BRIEF DESCRIPTION OF THE DRAWINGS [031] The accompanying drawings, which are incorporated in and
constitute a part of this disclosure, illustrate exemplary embodiments and, together
with the description, serve to explain the disclosed principles:
[032] FIG. 1 depicts an exemplary system for classifying images for
privacy with interpretable textual explanation, in accordance with an embodiment
of the present disclosure.
[033] FIGS. 2A and 2B depict an exemplary high level block diagram of
the system of FIG. 1 for classifying images for privacy with interpretable textual
explanation, in accordance with an embodiment of the present disclosure, in
accordance with an embodiment of the present disclosure.

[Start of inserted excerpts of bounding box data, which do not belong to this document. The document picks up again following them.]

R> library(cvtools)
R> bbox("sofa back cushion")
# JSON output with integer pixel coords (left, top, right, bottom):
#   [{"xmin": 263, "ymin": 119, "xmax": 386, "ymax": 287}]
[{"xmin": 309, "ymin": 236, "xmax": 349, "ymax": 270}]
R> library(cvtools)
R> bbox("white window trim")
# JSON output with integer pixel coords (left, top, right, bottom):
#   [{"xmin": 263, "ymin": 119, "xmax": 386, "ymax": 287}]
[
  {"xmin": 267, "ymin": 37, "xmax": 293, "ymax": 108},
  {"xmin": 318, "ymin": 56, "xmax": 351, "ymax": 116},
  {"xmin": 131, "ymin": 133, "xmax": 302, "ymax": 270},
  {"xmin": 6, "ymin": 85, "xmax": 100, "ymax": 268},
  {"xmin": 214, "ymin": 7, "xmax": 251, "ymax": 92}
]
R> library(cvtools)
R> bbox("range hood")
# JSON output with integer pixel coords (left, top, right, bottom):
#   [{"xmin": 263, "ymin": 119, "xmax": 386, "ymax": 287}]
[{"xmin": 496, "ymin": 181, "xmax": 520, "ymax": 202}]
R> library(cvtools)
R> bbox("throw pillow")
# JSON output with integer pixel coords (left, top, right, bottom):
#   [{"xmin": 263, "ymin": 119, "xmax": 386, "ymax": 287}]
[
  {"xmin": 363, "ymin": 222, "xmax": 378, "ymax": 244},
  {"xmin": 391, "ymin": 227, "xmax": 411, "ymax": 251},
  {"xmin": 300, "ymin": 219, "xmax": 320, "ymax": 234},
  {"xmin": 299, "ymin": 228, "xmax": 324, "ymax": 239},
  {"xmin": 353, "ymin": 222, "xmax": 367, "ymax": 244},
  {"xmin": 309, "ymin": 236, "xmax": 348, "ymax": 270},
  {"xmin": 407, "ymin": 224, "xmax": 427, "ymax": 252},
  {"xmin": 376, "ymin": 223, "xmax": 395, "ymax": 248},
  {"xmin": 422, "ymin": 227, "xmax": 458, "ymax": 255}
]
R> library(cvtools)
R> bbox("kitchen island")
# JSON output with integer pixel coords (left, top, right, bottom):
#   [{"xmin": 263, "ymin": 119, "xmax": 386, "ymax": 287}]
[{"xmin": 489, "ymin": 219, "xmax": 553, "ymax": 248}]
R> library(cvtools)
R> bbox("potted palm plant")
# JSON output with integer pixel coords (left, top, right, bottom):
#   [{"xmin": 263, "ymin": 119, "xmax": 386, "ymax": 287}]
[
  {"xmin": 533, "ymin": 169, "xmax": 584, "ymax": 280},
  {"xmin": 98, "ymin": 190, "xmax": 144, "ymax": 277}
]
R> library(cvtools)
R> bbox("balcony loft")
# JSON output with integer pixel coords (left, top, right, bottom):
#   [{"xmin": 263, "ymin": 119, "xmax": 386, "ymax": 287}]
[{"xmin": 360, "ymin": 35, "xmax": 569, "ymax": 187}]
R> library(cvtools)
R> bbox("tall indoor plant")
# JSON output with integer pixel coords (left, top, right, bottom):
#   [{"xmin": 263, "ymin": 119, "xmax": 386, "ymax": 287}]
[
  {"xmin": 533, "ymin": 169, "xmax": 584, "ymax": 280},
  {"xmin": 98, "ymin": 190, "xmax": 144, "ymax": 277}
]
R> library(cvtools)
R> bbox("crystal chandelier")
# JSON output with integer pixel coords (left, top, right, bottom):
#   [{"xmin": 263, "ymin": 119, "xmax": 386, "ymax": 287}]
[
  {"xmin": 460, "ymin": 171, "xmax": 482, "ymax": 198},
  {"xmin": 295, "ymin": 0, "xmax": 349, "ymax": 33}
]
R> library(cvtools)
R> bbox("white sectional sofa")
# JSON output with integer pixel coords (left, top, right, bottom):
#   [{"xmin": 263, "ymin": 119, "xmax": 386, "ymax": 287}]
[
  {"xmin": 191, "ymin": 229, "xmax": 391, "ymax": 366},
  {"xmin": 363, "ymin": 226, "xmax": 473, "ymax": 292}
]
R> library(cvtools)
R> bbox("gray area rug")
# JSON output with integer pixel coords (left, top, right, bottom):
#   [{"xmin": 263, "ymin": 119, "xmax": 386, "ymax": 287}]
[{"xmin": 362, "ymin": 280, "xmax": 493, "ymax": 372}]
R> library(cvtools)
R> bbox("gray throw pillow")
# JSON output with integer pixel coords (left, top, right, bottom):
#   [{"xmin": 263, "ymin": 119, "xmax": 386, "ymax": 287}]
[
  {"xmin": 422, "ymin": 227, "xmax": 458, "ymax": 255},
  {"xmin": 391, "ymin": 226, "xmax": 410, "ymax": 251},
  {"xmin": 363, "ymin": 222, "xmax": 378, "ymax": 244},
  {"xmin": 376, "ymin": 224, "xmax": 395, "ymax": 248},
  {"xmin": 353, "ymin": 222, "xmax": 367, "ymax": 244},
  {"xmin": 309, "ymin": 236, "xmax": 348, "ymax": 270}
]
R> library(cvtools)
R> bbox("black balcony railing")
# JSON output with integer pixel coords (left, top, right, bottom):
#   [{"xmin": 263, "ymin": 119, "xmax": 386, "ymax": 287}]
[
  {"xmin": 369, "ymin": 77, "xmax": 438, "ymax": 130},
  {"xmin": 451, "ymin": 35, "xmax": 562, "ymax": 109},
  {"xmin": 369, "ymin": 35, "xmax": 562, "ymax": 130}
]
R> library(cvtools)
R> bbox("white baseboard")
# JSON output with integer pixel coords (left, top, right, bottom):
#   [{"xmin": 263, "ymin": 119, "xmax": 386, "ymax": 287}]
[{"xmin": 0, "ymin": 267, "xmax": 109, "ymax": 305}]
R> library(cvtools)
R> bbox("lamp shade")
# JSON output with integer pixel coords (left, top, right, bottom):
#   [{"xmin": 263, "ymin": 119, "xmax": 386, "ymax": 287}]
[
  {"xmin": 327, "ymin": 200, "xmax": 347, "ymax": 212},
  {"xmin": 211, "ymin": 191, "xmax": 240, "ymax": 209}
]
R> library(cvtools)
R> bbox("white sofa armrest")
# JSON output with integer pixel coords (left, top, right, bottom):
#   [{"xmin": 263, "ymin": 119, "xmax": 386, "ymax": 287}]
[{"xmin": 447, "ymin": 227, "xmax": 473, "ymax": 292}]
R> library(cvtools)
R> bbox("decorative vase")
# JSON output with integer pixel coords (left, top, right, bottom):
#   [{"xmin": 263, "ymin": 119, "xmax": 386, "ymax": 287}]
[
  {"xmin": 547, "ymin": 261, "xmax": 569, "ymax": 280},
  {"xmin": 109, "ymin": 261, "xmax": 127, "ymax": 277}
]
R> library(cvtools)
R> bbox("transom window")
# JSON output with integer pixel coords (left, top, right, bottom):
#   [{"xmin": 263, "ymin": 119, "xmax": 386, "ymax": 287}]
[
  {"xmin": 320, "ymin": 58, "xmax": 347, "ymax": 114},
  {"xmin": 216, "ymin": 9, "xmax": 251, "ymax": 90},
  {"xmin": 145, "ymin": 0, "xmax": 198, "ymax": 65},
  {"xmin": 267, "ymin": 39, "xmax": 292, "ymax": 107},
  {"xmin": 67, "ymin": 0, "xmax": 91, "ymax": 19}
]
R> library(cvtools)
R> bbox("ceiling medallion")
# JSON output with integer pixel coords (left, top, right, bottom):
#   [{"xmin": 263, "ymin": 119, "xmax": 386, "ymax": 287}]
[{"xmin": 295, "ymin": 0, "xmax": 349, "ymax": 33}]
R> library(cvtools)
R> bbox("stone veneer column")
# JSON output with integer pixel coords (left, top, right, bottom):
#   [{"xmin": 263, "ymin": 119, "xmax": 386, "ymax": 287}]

[034] FIG. 3 depicts an exemplary flow chart illustrating a method for classifying images for privacy with interpretable textual explanation, using the systems of FIGS. 1-2B, in accordance with an embodiment of the present disclosure.
[035] FIGS. 4A through 4C depict classified images with an associated interpretable textual explanation, in accordance with an embodiment of the present disclosure.
[036] FIGS. 5A through 5D depict classified images with an associated interpretable textual explanation based on user feedback, in accordance with an embodiment of the present disclosure.
[037] FIGS. 6A through 6D depict classified images with an associated interpretable textual explanation based on user feedback, in accordance with an embodiment of the present disclosure.
DETAILED DESCRIPTION OF EMBODIMENTS [038] Exemplary embodiments are described with reference to the accompanying drawings. In the figures, the left-most digit(s) of a reference number identifies the figure in which the reference number first appears. Wherever convenient, the same reference numbers are used throughout the drawings to refer to the same or like parts. While examples and features of disclosed principles are described herein, modifications, adaptations, and other implementations are possible without departing from the scope of the disclosed embodiments.
[039] In today’s highly connected world, any content shared on the internet without appropriate privacy settings can adversely affect parties involved (e.g., individuals to entities such as corporations, small organizations, etc.). Serious concerns over mismanaged personal content have been shown and it is observed through studies that most users fail to take appropriate measures and do not protect the privacy of their data either due to lack of awareness or difficulties in managing privacy settings. Even users who proactively manage their privacy settings, at still at risk due to inaccurate representation of their judgement.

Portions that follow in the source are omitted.